Só os incautos poderiam imaginar que um material escandaloso como o da violação de dados da Receita Federal não iria servir de munição de propaganda para a campanha do PSDB. Fosse Dilma, não Serra, a estar em queda livre nas pesquisas, o PT não hesitaria em usar da mesma estratégia para atingir o adversário. A prática da solidariedade tribal, na qual diferença pode ser uma virtude, foi alijada da prática política, no Brasil. Em todos os lados, a discordância é considerada um ato de guerra. Essa estupidez nos obriga a formar fileiras ao invés de tomar posições políticas claras. Mais além: fortalece, em determinado momento, a sensação de que vale tudo para ganhar essa guerra.

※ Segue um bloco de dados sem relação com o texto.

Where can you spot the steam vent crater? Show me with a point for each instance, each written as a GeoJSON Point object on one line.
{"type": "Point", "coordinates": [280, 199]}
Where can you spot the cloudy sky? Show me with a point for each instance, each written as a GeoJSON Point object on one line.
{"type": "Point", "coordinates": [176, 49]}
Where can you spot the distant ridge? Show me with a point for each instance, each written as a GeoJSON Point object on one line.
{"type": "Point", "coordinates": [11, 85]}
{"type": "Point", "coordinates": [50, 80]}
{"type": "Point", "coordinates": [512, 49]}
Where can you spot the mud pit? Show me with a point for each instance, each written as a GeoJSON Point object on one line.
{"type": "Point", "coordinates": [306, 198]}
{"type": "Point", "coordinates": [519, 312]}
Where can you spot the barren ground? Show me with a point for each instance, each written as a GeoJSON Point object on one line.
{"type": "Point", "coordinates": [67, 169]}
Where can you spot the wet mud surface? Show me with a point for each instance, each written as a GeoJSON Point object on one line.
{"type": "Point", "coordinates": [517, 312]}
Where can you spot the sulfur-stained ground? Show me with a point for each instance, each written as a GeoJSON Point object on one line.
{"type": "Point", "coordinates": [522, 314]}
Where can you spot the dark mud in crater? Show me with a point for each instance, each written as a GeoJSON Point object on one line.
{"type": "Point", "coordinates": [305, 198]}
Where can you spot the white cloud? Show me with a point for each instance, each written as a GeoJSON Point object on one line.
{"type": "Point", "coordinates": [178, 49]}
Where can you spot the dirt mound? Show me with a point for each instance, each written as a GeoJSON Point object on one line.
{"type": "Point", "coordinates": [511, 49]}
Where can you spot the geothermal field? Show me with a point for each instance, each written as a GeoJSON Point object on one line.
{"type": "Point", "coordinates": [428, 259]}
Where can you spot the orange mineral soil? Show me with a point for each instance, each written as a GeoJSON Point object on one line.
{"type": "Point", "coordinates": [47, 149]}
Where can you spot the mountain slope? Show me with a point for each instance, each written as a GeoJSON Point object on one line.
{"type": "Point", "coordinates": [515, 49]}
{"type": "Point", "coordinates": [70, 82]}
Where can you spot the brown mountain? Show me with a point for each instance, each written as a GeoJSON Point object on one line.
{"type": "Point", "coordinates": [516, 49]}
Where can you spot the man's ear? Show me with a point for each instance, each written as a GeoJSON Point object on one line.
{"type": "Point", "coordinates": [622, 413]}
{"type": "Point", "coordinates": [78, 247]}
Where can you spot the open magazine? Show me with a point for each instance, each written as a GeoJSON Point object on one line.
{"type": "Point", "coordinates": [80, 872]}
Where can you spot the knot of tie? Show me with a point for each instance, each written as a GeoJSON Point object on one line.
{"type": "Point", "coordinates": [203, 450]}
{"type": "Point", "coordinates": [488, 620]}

Gera coisas como essa comparação – infeliz, em todos os sentidos – entre Dilma e Dunga na campanha eleitoral, que se encaixa perfeitamente nessa situação. Une, por assim dizer, o mau gosto ao desrespeito. Foge de todos os preceitos éticos que povoam a mente do cidadão comum, desacostumado, na sua vida diária, do ato de desqualificação sumária do outro, daquele contra quem se pode querer bem. Dunga não perdeu a dignidade porque perdeu a copa. Nem é considerado pelas pessoas um degenerado por isso. Essa assertiva, espírito da propaganda de José Serra, é por si só uma injustiça à qual não se perdoa. Assassinato de reputação, puro e simples, em horário obrigatório de propaganda política gratuita.
Essa estratégia primária de marketing se baseou em humilhar nacionalmente o capitão do time vencedor da Copa do Mundo de 1994, um técnico que José Serra, em mais de uma oportunidade, elogiou e disse admirar. Pensou que fazendo isso poderia colar no imaginário do eleitor uma nova projeção de Dilma, burra, equivocada e autoritária. Exatamente como a imagem de Dunga criada na África do Sul por parte da mídia. Isso depois, claro, que ele decidiu acabar com a farra das entrevistas exclusivas dentro da concentração da seleção e a cobrar, publicamente, explicações sobre notícias falsas e truncadas publicadas nos jornais.
Dunga perdeu a Copa, mas sempre foi considerado um homem de bem. Não será uma propaganda eleitoral infeliz que irá transformá-lo em um inimigo da nação, até porque o técnico da seleção brasileira – e disso até os incautos sabem – é só um empregado da CBF. Sua identificação com Dilma, feita pelo viés da maledicência, há de trazer um prejuízo terminal à candidatura do PSDB e em nada irá afetar a vida das duas pessoas diretamente envolvidas, pelo contrário. A julgar pela raça de um e pela missão da outra, arrisco até dizer que essa simbólica simbiose não nos faria mal algum.
Aliás, não seria de todo ruim se, antes de 3 de outubro, Dunga e Dilma se encontrassem e fizessem desse encontro um exemplo de respeito público para as pessoas decentes do país.